The professors took the stage and immediately created a comfortable environment, taking listeners into their creative process with self-deprecating jokes and witty asides — garnering several big laughs from the audience. Several chairs had to be brought into the museum to accommodate the crowd, and cookies and sparkling water were served following the event.
Serving as Master of Ceremonies, Visiting Assistant Professor of English Juliet Patterson opened the event with a brief introduction about the creative writing department’s emphasis on drafting and revision. She explained that this event was not a stage for professors to present polished works, but rather a time for them to share where they were at in a few of the pieces they had worked on recently. Patterson acknowledged the vulnerability students show when they submit their written works in class, and explained that this was an opportunity for the professors to be vulnerable in return. The excerpts revealed each professor’s personal voice, tastes and curiosities.
Visiting Assistant Professor of English Sally Franson kicked off the readings with a selection from the first chapter of her novel, a piece that she has been working on for the past two years.
“These are pages that I’ve written about 7,000 times, so they should be pretty good by now,” Franson said.

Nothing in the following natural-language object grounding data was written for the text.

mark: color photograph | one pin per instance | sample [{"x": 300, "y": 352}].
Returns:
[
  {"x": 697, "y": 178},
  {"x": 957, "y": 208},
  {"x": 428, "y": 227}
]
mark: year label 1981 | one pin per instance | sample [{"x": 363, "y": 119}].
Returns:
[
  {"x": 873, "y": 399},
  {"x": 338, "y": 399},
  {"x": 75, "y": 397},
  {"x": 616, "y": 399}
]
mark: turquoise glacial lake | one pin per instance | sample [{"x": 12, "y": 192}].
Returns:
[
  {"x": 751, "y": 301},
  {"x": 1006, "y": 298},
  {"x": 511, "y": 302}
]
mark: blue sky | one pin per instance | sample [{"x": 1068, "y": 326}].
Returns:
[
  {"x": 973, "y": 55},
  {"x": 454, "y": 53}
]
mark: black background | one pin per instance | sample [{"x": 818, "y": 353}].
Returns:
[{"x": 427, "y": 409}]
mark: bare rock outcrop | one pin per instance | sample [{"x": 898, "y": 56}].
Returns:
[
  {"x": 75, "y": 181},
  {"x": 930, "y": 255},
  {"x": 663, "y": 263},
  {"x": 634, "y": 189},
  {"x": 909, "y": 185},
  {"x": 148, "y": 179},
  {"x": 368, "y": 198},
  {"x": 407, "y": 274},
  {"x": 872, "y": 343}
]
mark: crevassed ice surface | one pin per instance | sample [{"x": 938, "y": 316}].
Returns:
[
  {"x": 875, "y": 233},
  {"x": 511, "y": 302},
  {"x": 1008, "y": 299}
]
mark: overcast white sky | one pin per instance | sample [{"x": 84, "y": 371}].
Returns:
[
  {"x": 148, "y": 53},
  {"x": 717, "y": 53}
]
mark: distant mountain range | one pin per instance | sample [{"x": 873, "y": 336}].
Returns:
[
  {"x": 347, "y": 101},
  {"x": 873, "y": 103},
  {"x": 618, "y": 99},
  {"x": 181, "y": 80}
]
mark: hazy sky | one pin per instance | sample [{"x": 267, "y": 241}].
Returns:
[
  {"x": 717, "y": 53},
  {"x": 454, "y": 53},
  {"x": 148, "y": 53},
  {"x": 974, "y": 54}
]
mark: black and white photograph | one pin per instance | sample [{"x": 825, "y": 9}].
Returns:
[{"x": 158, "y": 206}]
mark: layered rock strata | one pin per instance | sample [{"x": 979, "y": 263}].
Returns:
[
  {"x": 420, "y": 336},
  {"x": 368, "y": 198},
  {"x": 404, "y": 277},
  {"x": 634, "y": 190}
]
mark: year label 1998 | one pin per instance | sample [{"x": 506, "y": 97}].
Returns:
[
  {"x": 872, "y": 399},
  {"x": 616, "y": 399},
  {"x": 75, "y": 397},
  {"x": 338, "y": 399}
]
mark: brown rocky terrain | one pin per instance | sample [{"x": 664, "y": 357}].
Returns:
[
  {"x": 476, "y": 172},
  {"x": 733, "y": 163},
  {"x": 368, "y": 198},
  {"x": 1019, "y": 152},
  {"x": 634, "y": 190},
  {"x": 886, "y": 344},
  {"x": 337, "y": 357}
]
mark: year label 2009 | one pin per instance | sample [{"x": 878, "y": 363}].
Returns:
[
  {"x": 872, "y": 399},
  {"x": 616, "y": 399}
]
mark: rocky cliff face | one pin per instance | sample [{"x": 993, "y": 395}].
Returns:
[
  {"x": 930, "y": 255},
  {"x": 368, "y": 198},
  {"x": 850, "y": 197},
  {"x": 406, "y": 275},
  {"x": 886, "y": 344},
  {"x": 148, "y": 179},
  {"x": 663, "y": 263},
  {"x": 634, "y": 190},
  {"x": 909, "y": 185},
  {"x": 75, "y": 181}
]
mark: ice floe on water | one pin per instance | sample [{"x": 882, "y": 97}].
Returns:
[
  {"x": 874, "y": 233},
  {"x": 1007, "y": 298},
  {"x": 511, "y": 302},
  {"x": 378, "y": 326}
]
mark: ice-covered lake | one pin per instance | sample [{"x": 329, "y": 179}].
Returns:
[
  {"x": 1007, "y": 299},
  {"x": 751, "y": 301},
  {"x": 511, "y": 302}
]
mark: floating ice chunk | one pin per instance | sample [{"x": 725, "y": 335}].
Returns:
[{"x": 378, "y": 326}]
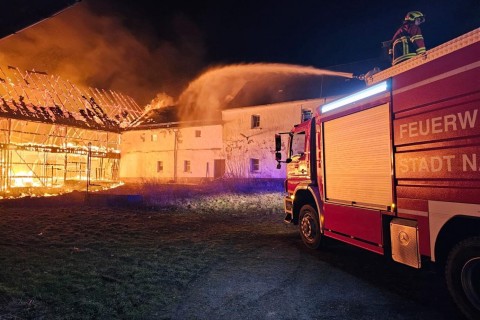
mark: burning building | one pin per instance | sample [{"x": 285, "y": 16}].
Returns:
[{"x": 55, "y": 135}]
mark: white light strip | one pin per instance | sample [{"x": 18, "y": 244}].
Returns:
[{"x": 380, "y": 87}]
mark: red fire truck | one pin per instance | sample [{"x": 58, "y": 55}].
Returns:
[{"x": 395, "y": 168}]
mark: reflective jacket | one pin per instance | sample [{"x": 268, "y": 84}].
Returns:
[{"x": 407, "y": 43}]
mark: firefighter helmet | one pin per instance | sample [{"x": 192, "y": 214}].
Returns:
[{"x": 414, "y": 15}]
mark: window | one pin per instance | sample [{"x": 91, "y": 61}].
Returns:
[
  {"x": 254, "y": 165},
  {"x": 186, "y": 166},
  {"x": 255, "y": 121}
]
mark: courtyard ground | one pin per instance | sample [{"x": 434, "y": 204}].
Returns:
[{"x": 216, "y": 251}]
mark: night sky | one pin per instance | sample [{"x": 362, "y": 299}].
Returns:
[
  {"x": 317, "y": 33},
  {"x": 169, "y": 43}
]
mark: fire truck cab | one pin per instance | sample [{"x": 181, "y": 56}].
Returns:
[{"x": 395, "y": 168}]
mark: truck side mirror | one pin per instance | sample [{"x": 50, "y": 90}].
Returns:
[
  {"x": 278, "y": 144},
  {"x": 278, "y": 156}
]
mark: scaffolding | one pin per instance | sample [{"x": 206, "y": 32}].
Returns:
[{"x": 56, "y": 135}]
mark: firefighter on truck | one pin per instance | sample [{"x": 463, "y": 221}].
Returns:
[{"x": 395, "y": 168}]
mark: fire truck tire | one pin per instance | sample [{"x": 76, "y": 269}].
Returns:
[
  {"x": 310, "y": 227},
  {"x": 462, "y": 274}
]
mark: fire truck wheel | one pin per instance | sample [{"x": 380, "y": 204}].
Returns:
[
  {"x": 310, "y": 227},
  {"x": 462, "y": 274}
]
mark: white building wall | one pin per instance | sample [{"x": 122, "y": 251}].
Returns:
[
  {"x": 141, "y": 151},
  {"x": 243, "y": 143},
  {"x": 236, "y": 142}
]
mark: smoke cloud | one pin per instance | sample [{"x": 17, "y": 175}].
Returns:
[{"x": 97, "y": 50}]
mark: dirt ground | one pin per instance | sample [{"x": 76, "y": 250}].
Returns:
[{"x": 193, "y": 255}]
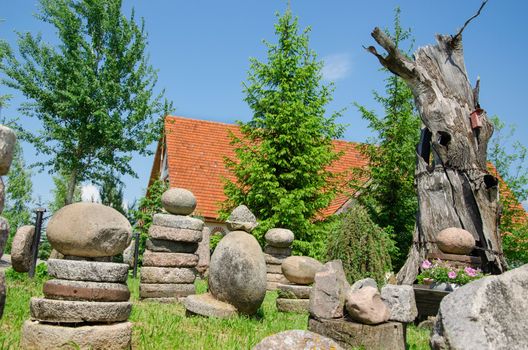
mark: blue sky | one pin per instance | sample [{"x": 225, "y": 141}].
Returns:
[{"x": 202, "y": 50}]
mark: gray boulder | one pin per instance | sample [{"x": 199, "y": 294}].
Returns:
[
  {"x": 241, "y": 219},
  {"x": 490, "y": 313},
  {"x": 237, "y": 273},
  {"x": 89, "y": 230},
  {"x": 401, "y": 302}
]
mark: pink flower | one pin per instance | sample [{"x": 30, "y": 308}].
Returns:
[{"x": 470, "y": 271}]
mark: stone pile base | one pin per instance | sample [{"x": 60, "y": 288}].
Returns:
[
  {"x": 293, "y": 298},
  {"x": 86, "y": 306},
  {"x": 389, "y": 336}
]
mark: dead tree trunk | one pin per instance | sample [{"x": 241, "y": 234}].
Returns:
[{"x": 453, "y": 184}]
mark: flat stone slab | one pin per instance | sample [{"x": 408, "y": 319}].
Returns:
[
  {"x": 85, "y": 291},
  {"x": 41, "y": 336},
  {"x": 169, "y": 259},
  {"x": 91, "y": 271},
  {"x": 66, "y": 311},
  {"x": 166, "y": 275},
  {"x": 177, "y": 221},
  {"x": 207, "y": 305},
  {"x": 152, "y": 290},
  {"x": 175, "y": 234},
  {"x": 297, "y": 340},
  {"x": 294, "y": 291},
  {"x": 293, "y": 305},
  {"x": 166, "y": 246},
  {"x": 389, "y": 336}
]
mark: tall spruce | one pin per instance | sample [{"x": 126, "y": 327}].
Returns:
[
  {"x": 93, "y": 92},
  {"x": 390, "y": 197},
  {"x": 282, "y": 158}
]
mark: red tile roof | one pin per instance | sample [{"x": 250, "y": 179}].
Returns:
[{"x": 196, "y": 151}]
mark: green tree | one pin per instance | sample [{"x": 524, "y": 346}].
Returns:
[
  {"x": 93, "y": 92},
  {"x": 282, "y": 157},
  {"x": 390, "y": 197}
]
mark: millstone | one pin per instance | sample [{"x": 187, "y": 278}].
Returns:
[
  {"x": 165, "y": 246},
  {"x": 91, "y": 271},
  {"x": 175, "y": 234},
  {"x": 41, "y": 336},
  {"x": 177, "y": 221},
  {"x": 167, "y": 275},
  {"x": 152, "y": 290},
  {"x": 66, "y": 311},
  {"x": 207, "y": 305},
  {"x": 169, "y": 259},
  {"x": 86, "y": 291}
]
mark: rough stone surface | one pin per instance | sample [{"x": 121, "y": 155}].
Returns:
[
  {"x": 178, "y": 201},
  {"x": 351, "y": 335},
  {"x": 489, "y": 313},
  {"x": 7, "y": 147},
  {"x": 41, "y": 336},
  {"x": 366, "y": 282},
  {"x": 177, "y": 221},
  {"x": 455, "y": 240},
  {"x": 279, "y": 237},
  {"x": 207, "y": 305},
  {"x": 89, "y": 229},
  {"x": 293, "y": 305},
  {"x": 148, "y": 290},
  {"x": 291, "y": 291},
  {"x": 166, "y": 246},
  {"x": 237, "y": 274},
  {"x": 66, "y": 311},
  {"x": 4, "y": 234},
  {"x": 241, "y": 219},
  {"x": 167, "y": 275},
  {"x": 85, "y": 291},
  {"x": 401, "y": 302},
  {"x": 327, "y": 298},
  {"x": 301, "y": 269},
  {"x": 276, "y": 251},
  {"x": 91, "y": 271},
  {"x": 21, "y": 248},
  {"x": 169, "y": 259},
  {"x": 297, "y": 340},
  {"x": 175, "y": 234},
  {"x": 365, "y": 306}
]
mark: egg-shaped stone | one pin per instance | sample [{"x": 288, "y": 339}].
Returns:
[
  {"x": 237, "y": 272},
  {"x": 89, "y": 230}
]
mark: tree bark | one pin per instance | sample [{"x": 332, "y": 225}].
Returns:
[{"x": 453, "y": 184}]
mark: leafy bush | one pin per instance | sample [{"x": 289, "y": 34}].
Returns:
[{"x": 362, "y": 246}]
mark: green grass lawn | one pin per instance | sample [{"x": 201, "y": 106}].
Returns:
[{"x": 164, "y": 326}]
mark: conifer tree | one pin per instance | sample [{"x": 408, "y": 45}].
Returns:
[{"x": 282, "y": 158}]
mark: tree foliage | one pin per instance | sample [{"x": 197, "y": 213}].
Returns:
[
  {"x": 390, "y": 196},
  {"x": 93, "y": 92},
  {"x": 282, "y": 159}
]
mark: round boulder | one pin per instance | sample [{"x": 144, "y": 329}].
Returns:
[
  {"x": 455, "y": 240},
  {"x": 89, "y": 230},
  {"x": 237, "y": 272},
  {"x": 301, "y": 269},
  {"x": 279, "y": 237},
  {"x": 178, "y": 201}
]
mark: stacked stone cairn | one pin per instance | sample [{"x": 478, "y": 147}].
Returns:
[
  {"x": 86, "y": 305},
  {"x": 277, "y": 249},
  {"x": 358, "y": 315},
  {"x": 300, "y": 272},
  {"x": 7, "y": 147},
  {"x": 237, "y": 272},
  {"x": 169, "y": 262}
]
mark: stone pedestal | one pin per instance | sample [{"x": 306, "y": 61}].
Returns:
[{"x": 385, "y": 336}]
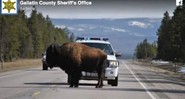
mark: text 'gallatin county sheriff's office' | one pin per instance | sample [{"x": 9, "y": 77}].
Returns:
[{"x": 55, "y": 3}]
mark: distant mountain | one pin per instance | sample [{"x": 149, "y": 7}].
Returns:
[{"x": 124, "y": 34}]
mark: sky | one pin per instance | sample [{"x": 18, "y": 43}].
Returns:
[
  {"x": 124, "y": 22},
  {"x": 110, "y": 9}
]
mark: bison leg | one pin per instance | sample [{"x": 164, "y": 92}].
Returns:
[
  {"x": 77, "y": 77},
  {"x": 72, "y": 81},
  {"x": 100, "y": 79}
]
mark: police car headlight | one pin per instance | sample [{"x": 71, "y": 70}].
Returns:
[{"x": 113, "y": 64}]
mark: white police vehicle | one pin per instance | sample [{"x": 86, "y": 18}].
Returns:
[{"x": 112, "y": 65}]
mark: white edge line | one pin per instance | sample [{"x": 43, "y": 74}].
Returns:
[{"x": 148, "y": 92}]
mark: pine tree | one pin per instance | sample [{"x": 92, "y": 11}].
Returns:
[{"x": 164, "y": 38}]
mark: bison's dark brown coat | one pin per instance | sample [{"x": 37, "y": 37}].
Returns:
[{"x": 74, "y": 58}]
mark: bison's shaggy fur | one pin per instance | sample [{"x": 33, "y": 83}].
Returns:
[{"x": 74, "y": 58}]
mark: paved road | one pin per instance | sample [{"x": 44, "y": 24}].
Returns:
[{"x": 135, "y": 82}]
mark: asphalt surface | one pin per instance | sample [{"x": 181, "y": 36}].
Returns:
[{"x": 135, "y": 82}]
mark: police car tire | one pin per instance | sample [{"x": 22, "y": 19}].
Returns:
[{"x": 44, "y": 67}]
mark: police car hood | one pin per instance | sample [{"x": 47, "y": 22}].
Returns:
[{"x": 111, "y": 57}]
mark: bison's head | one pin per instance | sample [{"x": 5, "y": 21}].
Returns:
[{"x": 52, "y": 55}]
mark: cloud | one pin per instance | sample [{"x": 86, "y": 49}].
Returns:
[
  {"x": 118, "y": 29},
  {"x": 139, "y": 24},
  {"x": 60, "y": 26}
]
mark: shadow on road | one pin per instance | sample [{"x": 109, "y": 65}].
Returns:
[{"x": 50, "y": 83}]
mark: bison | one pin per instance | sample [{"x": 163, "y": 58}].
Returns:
[{"x": 74, "y": 58}]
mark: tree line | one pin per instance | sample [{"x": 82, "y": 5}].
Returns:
[
  {"x": 146, "y": 50},
  {"x": 23, "y": 37},
  {"x": 171, "y": 38}
]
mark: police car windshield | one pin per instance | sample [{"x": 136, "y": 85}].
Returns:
[{"x": 105, "y": 47}]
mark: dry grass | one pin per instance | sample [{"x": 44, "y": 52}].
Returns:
[{"x": 20, "y": 64}]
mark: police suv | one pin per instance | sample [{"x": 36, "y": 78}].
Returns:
[{"x": 112, "y": 64}]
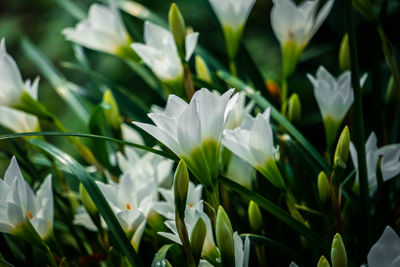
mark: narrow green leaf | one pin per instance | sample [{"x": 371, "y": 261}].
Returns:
[
  {"x": 279, "y": 213},
  {"x": 278, "y": 247},
  {"x": 97, "y": 197},
  {"x": 160, "y": 259},
  {"x": 105, "y": 138},
  {"x": 263, "y": 103},
  {"x": 64, "y": 88}
]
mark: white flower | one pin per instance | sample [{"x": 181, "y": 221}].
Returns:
[
  {"x": 103, "y": 30},
  {"x": 19, "y": 205},
  {"x": 254, "y": 143},
  {"x": 242, "y": 253},
  {"x": 232, "y": 13},
  {"x": 18, "y": 121},
  {"x": 160, "y": 52},
  {"x": 131, "y": 202},
  {"x": 11, "y": 84},
  {"x": 334, "y": 96},
  {"x": 390, "y": 164},
  {"x": 193, "y": 211},
  {"x": 193, "y": 131},
  {"x": 298, "y": 24},
  {"x": 386, "y": 251}
]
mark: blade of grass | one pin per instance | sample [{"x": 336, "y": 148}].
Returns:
[
  {"x": 105, "y": 138},
  {"x": 96, "y": 195},
  {"x": 279, "y": 213},
  {"x": 263, "y": 103}
]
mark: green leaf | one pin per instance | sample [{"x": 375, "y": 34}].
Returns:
[
  {"x": 105, "y": 138},
  {"x": 279, "y": 213},
  {"x": 160, "y": 259},
  {"x": 278, "y": 247},
  {"x": 97, "y": 197},
  {"x": 66, "y": 89},
  {"x": 275, "y": 114}
]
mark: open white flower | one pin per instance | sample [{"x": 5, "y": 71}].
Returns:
[
  {"x": 12, "y": 86},
  {"x": 20, "y": 206},
  {"x": 131, "y": 202},
  {"x": 334, "y": 98},
  {"x": 18, "y": 121},
  {"x": 253, "y": 142},
  {"x": 390, "y": 164},
  {"x": 297, "y": 24},
  {"x": 242, "y": 253},
  {"x": 386, "y": 251},
  {"x": 193, "y": 211},
  {"x": 193, "y": 131},
  {"x": 103, "y": 30},
  {"x": 232, "y": 14},
  {"x": 161, "y": 54}
]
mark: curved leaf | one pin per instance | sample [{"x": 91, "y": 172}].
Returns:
[{"x": 97, "y": 197}]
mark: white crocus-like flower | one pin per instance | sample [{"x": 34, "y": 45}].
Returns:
[
  {"x": 193, "y": 211},
  {"x": 242, "y": 253},
  {"x": 232, "y": 14},
  {"x": 12, "y": 87},
  {"x": 390, "y": 164},
  {"x": 297, "y": 24},
  {"x": 253, "y": 142},
  {"x": 131, "y": 201},
  {"x": 334, "y": 98},
  {"x": 20, "y": 206},
  {"x": 103, "y": 30},
  {"x": 160, "y": 53},
  {"x": 18, "y": 121},
  {"x": 386, "y": 251},
  {"x": 193, "y": 131}
]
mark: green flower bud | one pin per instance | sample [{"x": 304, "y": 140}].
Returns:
[
  {"x": 202, "y": 70},
  {"x": 181, "y": 186},
  {"x": 338, "y": 252},
  {"x": 323, "y": 187},
  {"x": 294, "y": 108},
  {"x": 255, "y": 217},
  {"x": 323, "y": 262},
  {"x": 87, "y": 200},
  {"x": 342, "y": 149},
  {"x": 344, "y": 54},
  {"x": 224, "y": 236},
  {"x": 197, "y": 238},
  {"x": 112, "y": 113},
  {"x": 178, "y": 29}
]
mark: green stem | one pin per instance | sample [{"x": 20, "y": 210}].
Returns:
[
  {"x": 358, "y": 128},
  {"x": 232, "y": 67}
]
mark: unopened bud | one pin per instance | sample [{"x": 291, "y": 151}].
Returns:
[
  {"x": 294, "y": 108},
  {"x": 323, "y": 262},
  {"x": 338, "y": 252},
  {"x": 197, "y": 238},
  {"x": 323, "y": 187},
  {"x": 255, "y": 217},
  {"x": 181, "y": 186},
  {"x": 112, "y": 112},
  {"x": 224, "y": 236},
  {"x": 202, "y": 70},
  {"x": 87, "y": 200},
  {"x": 178, "y": 29},
  {"x": 344, "y": 54},
  {"x": 342, "y": 149}
]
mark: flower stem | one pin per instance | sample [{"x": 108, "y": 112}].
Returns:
[{"x": 358, "y": 128}]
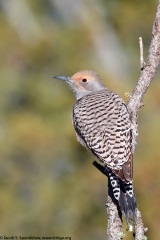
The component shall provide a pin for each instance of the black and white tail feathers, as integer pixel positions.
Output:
(124, 194)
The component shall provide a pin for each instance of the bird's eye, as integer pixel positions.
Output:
(84, 80)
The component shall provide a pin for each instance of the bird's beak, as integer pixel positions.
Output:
(63, 78)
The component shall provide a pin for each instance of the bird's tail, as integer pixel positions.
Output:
(124, 195)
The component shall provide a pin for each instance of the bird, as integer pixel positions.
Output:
(102, 124)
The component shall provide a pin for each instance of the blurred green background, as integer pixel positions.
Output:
(48, 186)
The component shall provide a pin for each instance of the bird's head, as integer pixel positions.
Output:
(83, 82)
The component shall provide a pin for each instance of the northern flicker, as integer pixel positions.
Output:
(102, 125)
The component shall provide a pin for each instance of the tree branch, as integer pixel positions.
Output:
(147, 74)
(148, 71)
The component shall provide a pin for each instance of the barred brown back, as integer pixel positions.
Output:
(102, 124)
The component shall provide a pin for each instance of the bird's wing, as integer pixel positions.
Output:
(105, 130)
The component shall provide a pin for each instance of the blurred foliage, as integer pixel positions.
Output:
(48, 186)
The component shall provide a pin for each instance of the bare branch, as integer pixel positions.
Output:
(148, 71)
(141, 53)
(147, 74)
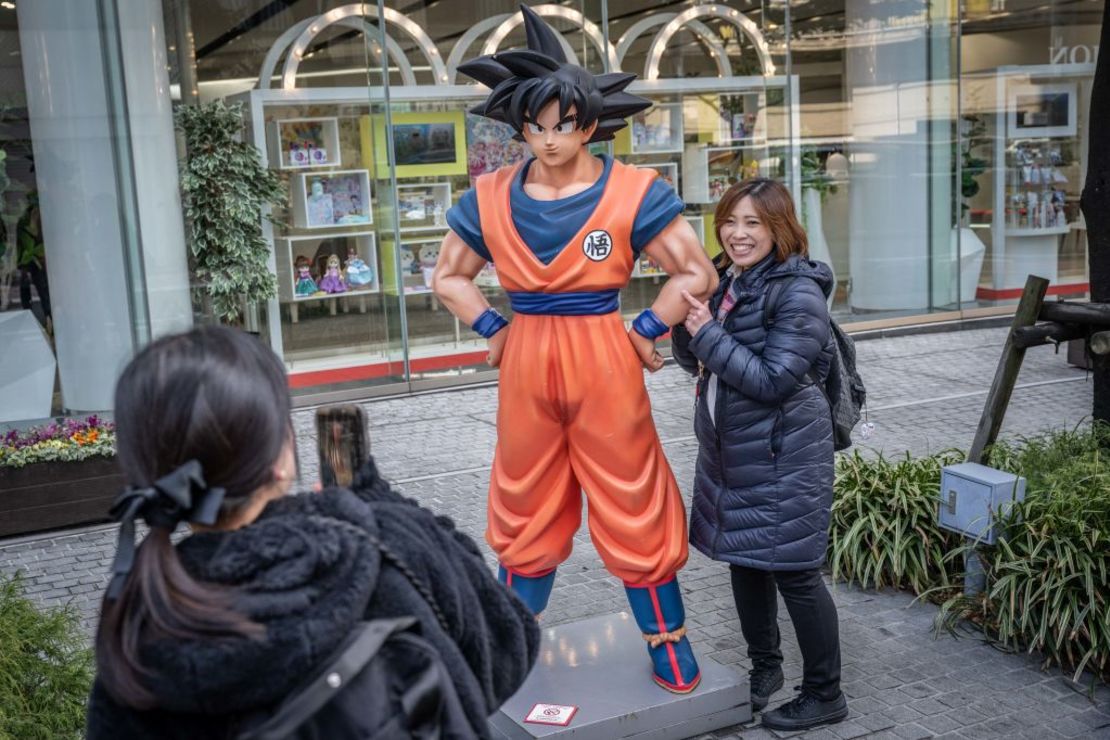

The excerpt focused on a character named Casey Pendergast, a woman who works for an advertising and branding agency. From the detailed description of Casey’s application video for The Bachelorette, to a confession of her all-too-relatable conversation on a dating app, almost every line elicited a response from the audience ranging from amused audible exhales to full-bellied laughter.
Professor of Interdisciplinary Studies and Director of the Writing Program Diane LeBlanc followed with an excerpt from her essay Tethers, which revolves around her annual return to a Rocky Mountain cabin and the loss of her dog Kaya. Although she skipped a section that she found too emotional to read aloud publicly, she shared descriptions of the Colorado landscape, intertwined with memories of Kaya.
LeBlanc names this essay as the one that brings together the collection of a dozen essays she has written about leaving Wyoming for Minnesota in 2000.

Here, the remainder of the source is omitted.